Mit diesem Code bekomm ich dann folgendes Dokument:







Hat dazu jemand eine andere Idee/Lösungsansatz?

Wäre über jede erdenkliche Hilfe dankbar!

MfG
Hans


----------



## thekorn (22. September 2004)

Also zunächst, habe weder Ahnung von PHP noch von COM-Objekten.
Aber ich denke mit einem Trick lässt sich dein Problem ohne weiteres lösen.
Word gibt, wenn es nicht als editor eingerichtet ist,  jedes mit HTML formatierte Dokument aus.
Soll heißen, wenn du deine test.html einfach in test.doc umbenennst, sie dann in word öffnest, wird es wie von dir gefordert angezeigt.
Das mit den unschönen Rändern ist Einstellungssache in Word selber.

gruß
thekorn


----------



## hans_schmid (22. September 2004)

Das hört sich ja schonmal nicht schlecht an.

Und wo welche Einstellung muss ich ändern, damit die Ränder nicht angezeigt werden?

MfG
hans


----------



## thekorn (22. September 2004)

Tabelle-> Gitternetzlinien ausblenden oder so

gruß
thekorn


----------



## hans_schmid (23. September 2004)

Danke danke, das funktioniert wirklich ganz gut.

Allerdings habe ich jetz noch ein anderes Problem:

Wie bekomme ich den HTML-Quelltext, den PHP erzeugt, in eine Datei (html oder txt...) geschrieben?

Also sowas wie im Browser "Quelltext anzeigen"...

Kann mir da jemand einen Tip geben?

MfG
Hans


----------



## Ben Ben (23. September 2004)

Entweder im Script direkt, setzt aber vorraus, dass du den ganzen html-Code in einer Variable speicherst und diese dann in die Datei speicherst,
oder recht einfach auf der Konsole:

php deinedate.php > deinworddokument.doc


----------



## hans_schmid (24. September 2004)

> _Original geschrieben von Ben Ben _
> *[...]den ganzen html-Code in einer Variable speicherst [...]*


 Das ist ja mein eigentliches Problem.
WIe bekomme ich den generieten HTML-Code in eine Variable?

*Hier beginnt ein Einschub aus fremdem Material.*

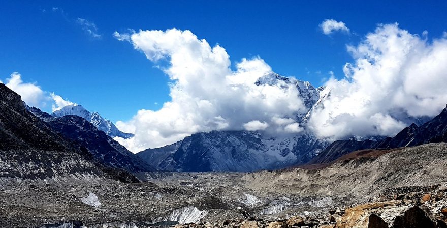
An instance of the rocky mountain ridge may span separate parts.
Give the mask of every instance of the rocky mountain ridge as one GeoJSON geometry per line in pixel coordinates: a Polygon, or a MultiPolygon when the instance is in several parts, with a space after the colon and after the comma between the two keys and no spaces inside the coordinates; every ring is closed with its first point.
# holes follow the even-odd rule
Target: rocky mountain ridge
{"type": "Polygon", "coordinates": [[[119,130],[109,120],[104,119],[98,112],[90,112],[79,104],[72,104],[62,107],[60,110],[54,111],[52,114],[53,117],[60,117],[67,115],[75,115],[81,117],[93,125],[98,129],[104,131],[108,135],[112,137],[120,137],[129,138],[134,136],[133,134],[124,133],[119,130]]]}
{"type": "MultiPolygon", "coordinates": [[[[296,88],[307,109],[297,113],[302,121],[320,99],[324,88],[309,82],[270,72],[259,78],[257,86],[292,86],[296,88]]],[[[137,155],[156,168],[165,171],[250,172],[281,168],[305,163],[329,144],[310,134],[272,137],[262,132],[212,131],[193,134],[182,140],[160,148],[149,149],[137,155]]]]}
{"type": "Polygon", "coordinates": [[[136,180],[74,146],[28,112],[20,95],[0,83],[0,179],[136,180]]]}
{"type": "Polygon", "coordinates": [[[350,139],[335,141],[309,164],[329,163],[345,154],[359,150],[390,149],[441,141],[447,141],[447,108],[444,108],[439,115],[420,126],[413,123],[393,137],[364,140],[350,139]]]}

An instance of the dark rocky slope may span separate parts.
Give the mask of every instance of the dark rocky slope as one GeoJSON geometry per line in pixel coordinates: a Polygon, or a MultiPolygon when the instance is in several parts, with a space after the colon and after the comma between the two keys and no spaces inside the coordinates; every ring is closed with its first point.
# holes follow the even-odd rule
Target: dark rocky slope
{"type": "Polygon", "coordinates": [[[345,154],[358,150],[392,149],[441,141],[447,141],[447,108],[421,126],[418,127],[413,123],[393,137],[363,141],[353,139],[335,141],[308,164],[330,163],[345,154]]]}
{"type": "Polygon", "coordinates": [[[77,149],[86,148],[96,160],[107,166],[133,173],[155,170],[82,117],[64,116],[49,119],[47,123],[64,138],[75,141],[77,149]]]}
{"type": "Polygon", "coordinates": [[[165,171],[251,172],[305,163],[327,145],[311,135],[271,137],[260,132],[212,131],[137,155],[165,171]]]}
{"type": "Polygon", "coordinates": [[[0,83],[0,177],[44,179],[110,178],[136,181],[94,161],[28,112],[20,95],[0,83]]]}

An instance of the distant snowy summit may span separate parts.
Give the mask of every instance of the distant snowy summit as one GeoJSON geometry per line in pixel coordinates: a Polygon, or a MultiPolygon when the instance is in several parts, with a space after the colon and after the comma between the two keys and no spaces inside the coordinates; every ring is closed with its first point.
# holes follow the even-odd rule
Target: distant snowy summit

Mit den ganzen file-Funktionen (fread, usw) geht's auf jeden Fall nicht.  (Der Datei wird über die URL noch ein Parameter übergeben, falls das wichtig für die Beantwortung  meiner Frage ist)
Ich steh völlig auf dem Schlauch.

MfG
Hans


----------



## hans_schmid (24. September 2004)

So, jetzt habe ich nen Weg gefunden. Für alle die es interessiert: mit ob_get_content funktioniert's.

Allerdings habe ich jetzt noch ein klitzekleines Problem. 
In das Word-Dokument werden Grafiken eingefügt. Das funktioniert auch alles wunderbar.
Nur wenn ich mir das Dokument dann auf meinen Rechner herunterlade, werden die Grafiken nicht mehr angezeigt, da sie auf meinem Rechner nicht vorhanden sind.
Wie kann ich es also schaffen, die Grafiken im Word-Dokument zu implementieren? Also so, wie wenn ich sie in Word direkt einfügen würde?

Wenn mir das noch jemand erklären könnte, bin ich wunschlos glücklich ;-) 

MfG
Hans


----------



## stanleyB (24. September 2004)

Hola!

Anderer Vorschlag:
Versuch es doch einfach mit einer Klasse, die RTF Dokumente erstellen kann. Nach dem erstellen der RTF Datei benennst du die Datei einfach von *.rtf nach *.doc um. MS Word wird keine Probleme haben, das Rich Text Format richtig interpretieren zu koennen - ausserdem klappts dann auch mit den Bildern.

Edit: Die Klasse von José Manuel SÁNCHEZ RIVERO solltest du dir ansehen.
http://phpdocwriter.sourceforge.net/index.php?lang=en

Cheers,
stanleyB


----------



## hans_schmid (24. September 2004)

Das scheint wirklich die beste Lösung zu sein.

Allerdings klappt das mit dem php Docwriter nicht, da OpenOffice instelliert sein muss, um ein RTF-File generieren zu können.

Ich hab auch mal im Net nach RTF-Klassen gesucht, bisher aber nur nutzloses oder kommerzielles gefunden.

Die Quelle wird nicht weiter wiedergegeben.